Ethan froze. Baruch paled.
"That old man is useless. Throw him into the river. The girl, we will take her to the boss first. The boss likes the young ones, they bring more money."
A cold silence wrapped around Ethan. He signalled Baruch to wait and moved forward.
He crouched, listening in complete stillness.
"How many have we done now?"
"Twenty? Maybe thirty. Americans never check the missing ones. No papers, no problems."
Ethan's jaw clenched so hard it almost cracked. He came back to Baruch.
"We have to handle this."
Baruch swallowed. "Why don't we just report them to the police?"
"Because they're protected," Ethan whispered. "So many cases, I will bet my name, they have connections."
The woman entered the tent where Shmuel and Talia were kept.
Two men walked to the guard post, laughing with the uniformed officers there.
Ethan's eyes narrowed. "Connections. Told you."
A car rolled up. The men waited, lighting up their cigarettes.
Minutes later, Clara walked out again. She spoke with them quietly, then all three returned inside the tent.
Baruch clenched his fists. "We should go in. Take them now."
"No," Ethan said calmly. "Let them bring Talia out. Let them think they're winning."
His voice sounded different. A tone born from some new place inside him.
Baruch shivered. "Ethan… what are you planning?"
Ethan didn't answer.
Ethan felt it before he understood it, a pull from somewhere deep inside him, old and instinctive. He needed to feed. Not on bread or meat or anything a normal man would crave.

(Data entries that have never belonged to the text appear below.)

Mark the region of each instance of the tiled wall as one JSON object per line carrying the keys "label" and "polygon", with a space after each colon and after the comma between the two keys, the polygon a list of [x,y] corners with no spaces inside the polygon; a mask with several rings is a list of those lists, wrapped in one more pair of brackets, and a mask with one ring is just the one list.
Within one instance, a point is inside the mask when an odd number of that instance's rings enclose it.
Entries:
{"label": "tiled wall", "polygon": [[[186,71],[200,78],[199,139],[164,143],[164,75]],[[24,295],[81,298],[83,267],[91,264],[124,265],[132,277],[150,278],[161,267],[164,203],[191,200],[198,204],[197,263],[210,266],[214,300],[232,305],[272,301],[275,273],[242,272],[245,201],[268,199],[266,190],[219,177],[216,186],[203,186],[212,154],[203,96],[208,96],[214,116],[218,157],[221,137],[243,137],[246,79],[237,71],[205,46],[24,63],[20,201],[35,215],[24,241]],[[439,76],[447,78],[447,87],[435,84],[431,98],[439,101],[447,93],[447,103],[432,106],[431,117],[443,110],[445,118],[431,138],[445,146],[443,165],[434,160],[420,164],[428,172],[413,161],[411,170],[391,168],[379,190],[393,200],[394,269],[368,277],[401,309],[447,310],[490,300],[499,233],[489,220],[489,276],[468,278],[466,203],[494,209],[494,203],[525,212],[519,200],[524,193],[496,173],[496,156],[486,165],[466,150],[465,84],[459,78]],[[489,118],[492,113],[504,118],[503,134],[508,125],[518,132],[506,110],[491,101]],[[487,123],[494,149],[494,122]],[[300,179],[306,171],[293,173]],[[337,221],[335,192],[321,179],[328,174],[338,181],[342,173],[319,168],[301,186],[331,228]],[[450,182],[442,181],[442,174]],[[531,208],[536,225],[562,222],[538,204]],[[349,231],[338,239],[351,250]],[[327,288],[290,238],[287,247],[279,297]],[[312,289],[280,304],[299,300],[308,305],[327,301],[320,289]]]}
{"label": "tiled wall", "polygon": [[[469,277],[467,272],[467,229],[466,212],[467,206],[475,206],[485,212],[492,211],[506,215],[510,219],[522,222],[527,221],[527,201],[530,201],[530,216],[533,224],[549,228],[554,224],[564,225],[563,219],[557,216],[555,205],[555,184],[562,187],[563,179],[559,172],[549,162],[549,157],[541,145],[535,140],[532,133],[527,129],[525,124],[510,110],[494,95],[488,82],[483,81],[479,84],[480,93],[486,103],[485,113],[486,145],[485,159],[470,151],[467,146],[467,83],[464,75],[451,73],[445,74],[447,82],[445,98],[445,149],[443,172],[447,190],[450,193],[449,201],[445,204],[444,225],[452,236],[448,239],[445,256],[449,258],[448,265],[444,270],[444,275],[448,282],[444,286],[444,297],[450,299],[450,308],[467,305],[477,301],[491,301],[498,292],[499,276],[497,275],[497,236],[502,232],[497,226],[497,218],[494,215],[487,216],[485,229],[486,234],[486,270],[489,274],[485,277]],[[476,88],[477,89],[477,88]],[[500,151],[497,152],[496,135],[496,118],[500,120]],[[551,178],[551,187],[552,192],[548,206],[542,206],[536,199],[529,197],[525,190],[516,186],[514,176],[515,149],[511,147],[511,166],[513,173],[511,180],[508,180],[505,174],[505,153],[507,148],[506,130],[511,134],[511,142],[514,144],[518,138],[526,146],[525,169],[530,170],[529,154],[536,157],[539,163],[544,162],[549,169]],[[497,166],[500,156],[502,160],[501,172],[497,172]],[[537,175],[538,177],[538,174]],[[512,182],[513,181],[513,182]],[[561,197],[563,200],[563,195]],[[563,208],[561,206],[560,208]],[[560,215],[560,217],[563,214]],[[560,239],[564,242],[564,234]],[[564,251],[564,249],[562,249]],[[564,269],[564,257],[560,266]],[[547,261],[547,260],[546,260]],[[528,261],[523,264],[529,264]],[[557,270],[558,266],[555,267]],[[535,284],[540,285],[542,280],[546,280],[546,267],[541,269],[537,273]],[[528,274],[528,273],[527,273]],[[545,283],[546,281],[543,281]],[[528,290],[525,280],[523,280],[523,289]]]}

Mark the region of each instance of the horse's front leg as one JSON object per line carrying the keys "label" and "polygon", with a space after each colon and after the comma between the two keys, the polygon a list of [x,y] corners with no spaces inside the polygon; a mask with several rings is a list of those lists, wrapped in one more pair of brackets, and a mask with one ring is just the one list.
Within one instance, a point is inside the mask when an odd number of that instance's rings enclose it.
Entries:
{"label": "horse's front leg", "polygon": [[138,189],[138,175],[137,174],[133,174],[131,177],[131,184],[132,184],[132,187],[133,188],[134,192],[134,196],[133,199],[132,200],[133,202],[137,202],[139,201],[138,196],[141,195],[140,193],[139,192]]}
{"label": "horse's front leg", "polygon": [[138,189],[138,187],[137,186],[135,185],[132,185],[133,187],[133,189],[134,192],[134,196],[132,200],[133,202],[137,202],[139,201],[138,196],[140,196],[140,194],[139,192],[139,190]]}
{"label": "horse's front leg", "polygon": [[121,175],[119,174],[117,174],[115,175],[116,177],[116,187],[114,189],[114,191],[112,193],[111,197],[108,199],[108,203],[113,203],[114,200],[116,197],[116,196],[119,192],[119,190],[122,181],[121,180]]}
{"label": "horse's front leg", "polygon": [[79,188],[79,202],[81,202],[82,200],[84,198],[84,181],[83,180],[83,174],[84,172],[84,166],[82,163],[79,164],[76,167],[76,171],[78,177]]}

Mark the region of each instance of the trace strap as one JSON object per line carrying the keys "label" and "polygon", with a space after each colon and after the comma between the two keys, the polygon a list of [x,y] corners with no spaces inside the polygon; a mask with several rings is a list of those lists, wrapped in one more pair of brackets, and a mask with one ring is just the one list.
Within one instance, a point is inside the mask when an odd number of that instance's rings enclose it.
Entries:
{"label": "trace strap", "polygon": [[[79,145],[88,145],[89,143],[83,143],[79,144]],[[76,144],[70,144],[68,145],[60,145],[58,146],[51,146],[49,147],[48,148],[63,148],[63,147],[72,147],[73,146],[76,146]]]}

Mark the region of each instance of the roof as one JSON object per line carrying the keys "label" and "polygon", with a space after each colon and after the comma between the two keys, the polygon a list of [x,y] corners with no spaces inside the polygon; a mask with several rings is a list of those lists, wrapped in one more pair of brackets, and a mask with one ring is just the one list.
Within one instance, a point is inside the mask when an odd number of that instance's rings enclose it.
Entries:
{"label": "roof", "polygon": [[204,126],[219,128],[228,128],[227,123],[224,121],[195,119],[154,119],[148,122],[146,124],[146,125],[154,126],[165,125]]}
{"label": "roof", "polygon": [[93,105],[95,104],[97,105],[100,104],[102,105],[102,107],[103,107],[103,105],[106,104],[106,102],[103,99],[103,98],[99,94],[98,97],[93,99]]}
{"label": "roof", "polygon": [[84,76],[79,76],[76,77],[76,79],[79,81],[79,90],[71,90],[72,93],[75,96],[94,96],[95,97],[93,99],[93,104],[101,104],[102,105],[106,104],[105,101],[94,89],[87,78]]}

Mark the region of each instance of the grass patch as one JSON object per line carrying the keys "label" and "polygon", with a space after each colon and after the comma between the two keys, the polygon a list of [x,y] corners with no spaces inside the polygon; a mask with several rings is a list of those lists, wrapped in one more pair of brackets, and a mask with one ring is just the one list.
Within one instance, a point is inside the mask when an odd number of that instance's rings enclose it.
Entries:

His body wanted human flesh. The idea had never surfaced so vividly until now, perhaps because he'd never allowed himself to even imagine harming innocents. That boundary had kept the hunger quiet.
But the moment he accepted the thought of killing someone, something within him stirred awake. His body began telling him what to do, as if an inner voice had been waiting for permission.
It wasn't a whisper in his mind, not exactly, but more like a set of impulses rising from the marrow of his bones.
He wondered if the microscopic organism inside him was trying to communicate. It wasn't impossible.
The kidnappers emerged minutes later. Talia was unconscious in the woman's arms. Shmuel slumped over one man's shoulder.
They loaded the two into the back seat and sped off.
Ethan handed Baruch a handgun.
"Stay behind me. If something goes wrong, use this."
Baruch stared at the gun. "Where did you get this?"
Ethan smirked. "Ask fewer questions."
He sprinted forward, accelerating into a blur. He could have caught the car instantly, but he held back. He wanted them isolated. Alone.
Away from innocent eyes.
He wanted to feel their desperation, taste their fear when he finally tore them apart.
Baruch followed as best he could, stumbling through snow and mud.
The road ahead curved into a deserted industrial zone. Bare trees swayed. Broken warehouses rose like black silhouettes.
The kidnappers' car slowed as it approached an abandoned mill.
Ethan's heart thumped with an almost erotic anticipation. His breath deepened. His muscles tightened.